3. Manage alert rules.
  You can enable or disable an alert rule. You can also specify different alert recipients based on the severity level of alerts.
Configure a resource group.
Click Configure Resource Group in the upper-right corner of the configuration page and configure the exclusive resource group for Data Integration that you want to use to run the synchronization task.
Perform a test on the synchronization task.
After the preceding configuration is complete, click Perform Simulated Running in the upper-right corner of the configuration page to enable the synchronization task to synchronize the sampled data to the destination Hologres table. You can view the synchronization result in the destination Hologres table. If specific configurations of the synchronization task are invalid, an exception occurs during the test run, or dirty data is generated, the system reports an error in real time. This can help you check the configurations of the synchronization task and determine whether expected results can be obtained at the earliest opportunity.
1. Click Perform Simulated Running in the upper-right corner of the configuration page. In the dialog box that appears, configure the parameters for data sampling from the specified Kafka topic, including the Start At and Sampled Data Records parameters.
2. Click Start Collection to enable the synchronization task to sample data from the specified Kafka topic.
3. Click Preview to enable the synchronization task to synchronize the sampled data to the destination Hologres table.

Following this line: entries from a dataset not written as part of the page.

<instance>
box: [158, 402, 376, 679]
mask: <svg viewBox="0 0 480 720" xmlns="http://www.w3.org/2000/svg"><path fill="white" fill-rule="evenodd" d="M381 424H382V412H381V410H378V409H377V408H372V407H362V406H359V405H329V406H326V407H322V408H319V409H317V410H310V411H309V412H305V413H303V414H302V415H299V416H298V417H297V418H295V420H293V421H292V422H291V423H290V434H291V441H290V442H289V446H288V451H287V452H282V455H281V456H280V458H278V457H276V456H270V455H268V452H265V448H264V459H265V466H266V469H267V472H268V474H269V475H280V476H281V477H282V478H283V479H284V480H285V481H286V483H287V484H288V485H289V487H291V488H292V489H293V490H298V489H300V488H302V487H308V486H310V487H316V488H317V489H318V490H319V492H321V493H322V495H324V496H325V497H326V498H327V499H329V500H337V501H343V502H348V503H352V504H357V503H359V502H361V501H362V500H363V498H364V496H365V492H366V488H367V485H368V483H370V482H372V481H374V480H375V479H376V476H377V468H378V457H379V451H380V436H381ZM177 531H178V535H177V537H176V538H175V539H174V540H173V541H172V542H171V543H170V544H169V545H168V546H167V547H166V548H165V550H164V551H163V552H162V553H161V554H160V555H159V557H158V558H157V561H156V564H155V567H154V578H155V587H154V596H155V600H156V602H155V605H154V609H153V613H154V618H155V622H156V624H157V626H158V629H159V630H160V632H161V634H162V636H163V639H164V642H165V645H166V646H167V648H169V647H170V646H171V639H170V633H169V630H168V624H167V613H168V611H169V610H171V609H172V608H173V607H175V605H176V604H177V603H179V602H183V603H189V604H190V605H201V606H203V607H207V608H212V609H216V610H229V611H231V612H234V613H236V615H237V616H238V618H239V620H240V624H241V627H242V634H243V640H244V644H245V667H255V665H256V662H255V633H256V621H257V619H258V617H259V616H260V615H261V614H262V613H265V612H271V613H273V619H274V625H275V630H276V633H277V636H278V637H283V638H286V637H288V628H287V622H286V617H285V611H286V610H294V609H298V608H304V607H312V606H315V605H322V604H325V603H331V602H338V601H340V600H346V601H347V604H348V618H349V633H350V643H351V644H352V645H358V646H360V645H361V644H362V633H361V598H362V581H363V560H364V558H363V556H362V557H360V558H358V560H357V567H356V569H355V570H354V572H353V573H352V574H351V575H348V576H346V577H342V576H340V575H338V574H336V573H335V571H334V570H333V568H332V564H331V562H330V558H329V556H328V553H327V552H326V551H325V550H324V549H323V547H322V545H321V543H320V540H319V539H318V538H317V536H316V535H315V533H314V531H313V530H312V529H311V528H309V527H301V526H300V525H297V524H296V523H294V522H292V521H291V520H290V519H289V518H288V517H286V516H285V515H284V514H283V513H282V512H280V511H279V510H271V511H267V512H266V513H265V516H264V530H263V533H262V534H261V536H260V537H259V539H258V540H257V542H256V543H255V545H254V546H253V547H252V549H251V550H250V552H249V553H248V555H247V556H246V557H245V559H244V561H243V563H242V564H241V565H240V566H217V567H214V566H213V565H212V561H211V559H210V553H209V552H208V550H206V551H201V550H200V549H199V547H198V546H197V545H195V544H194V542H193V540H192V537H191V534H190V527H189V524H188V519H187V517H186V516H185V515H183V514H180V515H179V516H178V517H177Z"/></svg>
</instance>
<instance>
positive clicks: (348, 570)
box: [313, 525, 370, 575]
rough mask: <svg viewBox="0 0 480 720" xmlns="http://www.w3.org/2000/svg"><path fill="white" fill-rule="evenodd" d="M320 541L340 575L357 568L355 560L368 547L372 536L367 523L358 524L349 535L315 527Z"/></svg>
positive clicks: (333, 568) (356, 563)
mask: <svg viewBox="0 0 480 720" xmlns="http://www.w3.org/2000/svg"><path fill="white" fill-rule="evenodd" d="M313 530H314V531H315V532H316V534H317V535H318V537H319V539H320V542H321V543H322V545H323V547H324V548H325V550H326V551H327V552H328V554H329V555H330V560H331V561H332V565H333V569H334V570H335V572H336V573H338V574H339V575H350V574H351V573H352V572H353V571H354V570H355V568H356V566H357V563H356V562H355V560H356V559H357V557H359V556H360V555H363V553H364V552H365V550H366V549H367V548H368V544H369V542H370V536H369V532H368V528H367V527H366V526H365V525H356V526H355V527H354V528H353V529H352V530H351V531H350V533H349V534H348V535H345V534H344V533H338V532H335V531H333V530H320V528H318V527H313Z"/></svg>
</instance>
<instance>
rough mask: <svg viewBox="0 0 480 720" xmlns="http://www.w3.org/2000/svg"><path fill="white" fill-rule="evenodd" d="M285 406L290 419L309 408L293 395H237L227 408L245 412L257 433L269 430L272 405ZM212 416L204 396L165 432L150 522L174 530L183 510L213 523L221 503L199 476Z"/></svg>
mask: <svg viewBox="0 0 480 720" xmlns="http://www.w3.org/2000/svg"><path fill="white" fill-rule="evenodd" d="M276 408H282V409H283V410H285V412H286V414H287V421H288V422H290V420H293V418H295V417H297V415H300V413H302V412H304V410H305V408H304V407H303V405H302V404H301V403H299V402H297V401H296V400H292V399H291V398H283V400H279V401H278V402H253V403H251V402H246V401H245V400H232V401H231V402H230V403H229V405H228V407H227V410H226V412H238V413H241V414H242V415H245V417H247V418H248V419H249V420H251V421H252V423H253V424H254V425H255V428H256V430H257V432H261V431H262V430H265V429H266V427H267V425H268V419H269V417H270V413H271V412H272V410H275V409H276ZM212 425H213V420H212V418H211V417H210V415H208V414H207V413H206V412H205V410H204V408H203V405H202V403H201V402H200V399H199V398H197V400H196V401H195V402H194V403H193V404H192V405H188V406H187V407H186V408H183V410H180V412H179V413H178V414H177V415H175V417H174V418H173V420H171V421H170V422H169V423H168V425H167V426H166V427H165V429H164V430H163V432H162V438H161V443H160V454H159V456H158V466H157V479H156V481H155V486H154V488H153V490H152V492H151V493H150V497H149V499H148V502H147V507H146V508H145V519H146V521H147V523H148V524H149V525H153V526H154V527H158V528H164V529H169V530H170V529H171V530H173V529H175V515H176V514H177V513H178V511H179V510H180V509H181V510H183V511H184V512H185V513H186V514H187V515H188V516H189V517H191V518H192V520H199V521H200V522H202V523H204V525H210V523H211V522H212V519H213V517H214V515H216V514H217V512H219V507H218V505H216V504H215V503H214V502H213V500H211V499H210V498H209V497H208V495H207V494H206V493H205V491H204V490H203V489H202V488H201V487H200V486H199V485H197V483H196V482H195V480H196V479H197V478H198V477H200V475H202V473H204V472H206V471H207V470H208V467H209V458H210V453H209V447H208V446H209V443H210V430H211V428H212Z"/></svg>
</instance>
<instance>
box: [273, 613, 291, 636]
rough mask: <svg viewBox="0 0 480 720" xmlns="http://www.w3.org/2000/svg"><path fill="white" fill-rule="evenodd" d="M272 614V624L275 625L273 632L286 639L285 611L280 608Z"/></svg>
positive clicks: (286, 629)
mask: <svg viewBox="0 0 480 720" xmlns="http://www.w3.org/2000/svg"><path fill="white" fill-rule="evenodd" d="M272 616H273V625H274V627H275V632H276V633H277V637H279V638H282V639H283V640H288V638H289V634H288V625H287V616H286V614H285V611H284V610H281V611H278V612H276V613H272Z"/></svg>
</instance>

After the preceding configuration is complete, click Complete Configuration.

Perform O&M on the synchronization task

Start the synchronization task

After you complete the configuration of the synchronization task, you are navigated to the Data Integration page. You can find the created synchronization task and click Start in the Actions column to start the synchronization task.

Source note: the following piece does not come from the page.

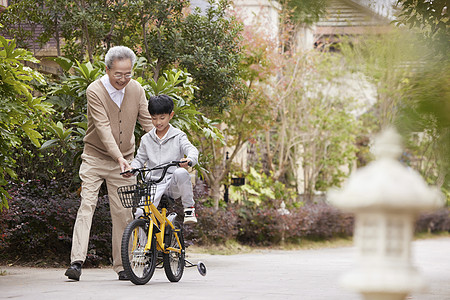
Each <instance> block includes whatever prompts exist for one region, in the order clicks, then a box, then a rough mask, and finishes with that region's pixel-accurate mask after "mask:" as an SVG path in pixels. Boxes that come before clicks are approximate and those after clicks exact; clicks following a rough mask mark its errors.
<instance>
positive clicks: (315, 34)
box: [315, 0, 390, 36]
mask: <svg viewBox="0 0 450 300" xmlns="http://www.w3.org/2000/svg"><path fill="white" fill-rule="evenodd" d="M389 23H390V20H389V19H388V18H386V17H384V16H381V15H379V14H378V13H376V12H375V11H373V10H371V9H370V8H368V7H366V6H363V5H360V4H358V3H357V2H356V1H351V0H329V2H328V7H327V10H326V13H325V15H324V16H323V17H321V18H320V20H319V22H317V23H316V30H315V35H327V36H330V35H341V34H364V33H368V32H380V31H382V30H385V29H386V27H387V26H389Z"/></svg>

View the running status of the synchronization task

After you complete the configuration of the synchronization task, you can find the task on the Data Integration page, and click the task name or click Running Details in the Actions column to view the running details of the task. The running details page displays the following information about the synchronization task.

Basic information: You can view the basic information about the synchronization task, such as the data sources and resource group.
Running status: The synchronization task has the following stages: schema migration and real-time synchronization. You can view the running status of the synchronization task in each stage.
Details: You can view the details of the synchronization task in the schema migration stage and real-time synchronization stage on the Schema Migration tab and the Real-time Synchronization tab.
- Schema Migration: This tab displays information such as the generation methods of destination tables. The generation methods of destination tables include Use Existing Table and Create Table. If the generation method of a destination table is Create Table, the DDL statement that is used to create the table is displayed.
- Real-time Synchronization: This tab displays statistics about real-time synchronization, including real-time read and write traffic, dirty data information, failovers, and run logs.

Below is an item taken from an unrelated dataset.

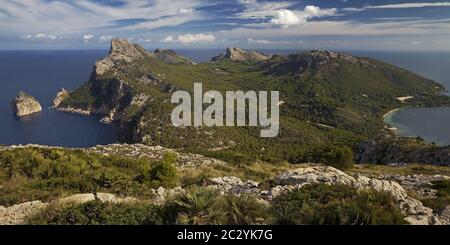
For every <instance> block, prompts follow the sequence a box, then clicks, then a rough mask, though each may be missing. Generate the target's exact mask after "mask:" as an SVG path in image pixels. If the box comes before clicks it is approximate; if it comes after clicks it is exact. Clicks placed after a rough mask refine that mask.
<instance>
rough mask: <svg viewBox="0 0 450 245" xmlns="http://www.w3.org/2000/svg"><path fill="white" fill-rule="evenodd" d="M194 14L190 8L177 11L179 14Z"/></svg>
mask: <svg viewBox="0 0 450 245" xmlns="http://www.w3.org/2000/svg"><path fill="white" fill-rule="evenodd" d="M192 12H194V9H192V8H181V9H180V10H178V13H179V14H190V13H192Z"/></svg>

Rerun the synchronization task

Directly rerun the synchronization task
Find the synchronization task in the Nodes section of the Data Integration page and choose More > Rerun in the Actions column to rerun the synchronization task without modifying the configurations of the synchronization task.
Modify the configurations of the synchronization task and then rerun the synchronization task
Find the synchronization task in the Nodes section of the Data Integration page, modify the configurations of the synchronization task, and then click Complete. Click Apply Updates that is displayed in the Actions column of the synchronization task to rerun the synchronization task for the latest configurations to take effect.